A bunch of coding tutorials for my Youtube videos on Neural Network Quantization.

Resnet-Eager-Mode-Quant:

This is the first coding tutorial. We take the torchvision ResNet model and quantize it entirely from scratch with the PyTorch quantization library, using Eager Mode Quantization.

We discuss common issues one can run into, as well as some interesting but tricky bugs.

Resnet-Eager-Mode-Dynamic-Quant:

TODO

In this tutorial, we do dynamic quantization on a ResNet model. We look at how dynamic quantization works, what the default settings are in PyTorch, and discuss how it differs to static quantization.

How to do FX Graph Mode Quantization (PyTorch ResNet Coding tutorial)

In this tutorial series, we use Torch's FX Graph mode quantization to quantize a ResNet. In the first video, we look at the Directed Acyclic Graph (DAG), and see how the fusing, placement of quantstubs and FloatFunctionals all happen automatically. In the second, we look at some of the intricacies of how quantization interacts with the GraphModule. In the third and final video, we look at some more advanced techniques for manipulating and traversing the graph, and use these to discover an alternative to forward hooks, and for fusing BatchNorm layers into their preceding Convs.

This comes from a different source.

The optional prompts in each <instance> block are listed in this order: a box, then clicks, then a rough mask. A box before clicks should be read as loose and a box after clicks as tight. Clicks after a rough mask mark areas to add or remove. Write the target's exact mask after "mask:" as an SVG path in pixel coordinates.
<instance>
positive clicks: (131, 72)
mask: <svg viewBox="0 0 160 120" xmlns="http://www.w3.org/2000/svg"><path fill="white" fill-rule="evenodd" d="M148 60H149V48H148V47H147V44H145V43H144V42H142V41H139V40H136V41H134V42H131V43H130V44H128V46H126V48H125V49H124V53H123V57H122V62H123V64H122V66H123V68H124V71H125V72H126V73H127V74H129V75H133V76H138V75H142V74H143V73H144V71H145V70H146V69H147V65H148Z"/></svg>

Quantization Aware Training

In this tutorial we look at how to do Quantization Aware Training (QAT) on an FX Graph Mode quantized Resnet. We build a small trianing lopp with a mini custom data loader. We also generalise the evaluate function we've been using in our tutorials to generalise to other images. We go looking for and find some of the danges of overfit.

Cross Layer Equalization (CLE)

In this tutorial, we look at Cross-Layer Equalization, a classic data-free method for improving the quantization of one's models. We use a graph-tracing method to find all of the layers we can do CLE on, do CLE, evaluate the results, and then visualize what's happening inside the model.